According to a new analysis, mass extinctions of land animals, including amphibians, reptiles, mammals, and birds, occur every 27 million years.

The researchers note that these mass extinctions coincide with major catastrophes: asteroid impacts, lava eruptions, and floods.

Sixty-six million years ago, 70% of all species of living things on land and in the seas, including dinosaurs, suddenly became extinct due to the collision of a comet or meteorite with Earth. Subsequently, paleontologists discovered that such a mass extinction of marine flora and fauna resulted from which up to 90% of species disappeared was not an accidental event but, apparently, was part of a cycle.

Biology Michael Rampino, professor in the Department of Biology at New York University, and co-authors Ken Caldeira of the Carnegie Institute for Science and Juhong Zhu of the Center for Data Science at New York University, looked at the data on mass extinctions of land animals. They concluded that they coincided with the extinction of life in the oceans.

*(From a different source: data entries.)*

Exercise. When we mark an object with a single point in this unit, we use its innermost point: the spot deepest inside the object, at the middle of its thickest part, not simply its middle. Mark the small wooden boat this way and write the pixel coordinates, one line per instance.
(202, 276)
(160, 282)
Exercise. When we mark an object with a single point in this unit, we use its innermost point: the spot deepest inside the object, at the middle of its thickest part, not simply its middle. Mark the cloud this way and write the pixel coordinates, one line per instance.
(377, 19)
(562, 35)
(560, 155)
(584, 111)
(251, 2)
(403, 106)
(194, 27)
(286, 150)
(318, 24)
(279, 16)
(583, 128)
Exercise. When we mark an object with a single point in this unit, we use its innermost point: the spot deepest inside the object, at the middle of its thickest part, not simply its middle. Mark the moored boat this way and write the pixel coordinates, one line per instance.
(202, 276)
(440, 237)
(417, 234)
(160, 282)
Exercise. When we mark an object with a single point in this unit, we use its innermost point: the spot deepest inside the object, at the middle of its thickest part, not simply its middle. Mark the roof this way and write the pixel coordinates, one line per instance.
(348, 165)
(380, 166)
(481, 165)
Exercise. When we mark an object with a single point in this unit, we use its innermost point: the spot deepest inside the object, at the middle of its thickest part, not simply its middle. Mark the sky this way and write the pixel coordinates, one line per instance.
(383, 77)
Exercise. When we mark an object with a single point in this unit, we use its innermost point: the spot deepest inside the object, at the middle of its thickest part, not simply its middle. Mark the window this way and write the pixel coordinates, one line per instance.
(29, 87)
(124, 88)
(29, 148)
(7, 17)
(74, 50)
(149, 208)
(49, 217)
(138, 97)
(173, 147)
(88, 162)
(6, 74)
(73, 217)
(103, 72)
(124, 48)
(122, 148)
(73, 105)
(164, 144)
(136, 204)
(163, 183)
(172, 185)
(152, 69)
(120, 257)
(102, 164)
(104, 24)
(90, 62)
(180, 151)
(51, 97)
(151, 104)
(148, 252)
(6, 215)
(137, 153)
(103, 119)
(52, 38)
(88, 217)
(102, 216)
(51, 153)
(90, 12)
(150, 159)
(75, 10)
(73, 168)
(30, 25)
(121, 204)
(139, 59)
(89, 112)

Astrophysicists suggest that one of the main reasons is the meteor showers in the solar system every 26-30 million years. With a high probability, they can damage our planet, and therefore cause a mass extinction: from a collision with a meteorite or comet, almost terrestrial and marine life can die.

In addition to the meteor shower, mass extinctions can occur due to a profuse volcanic eruption or flooding. These cataclysms, scientists say, sometimes act in concert.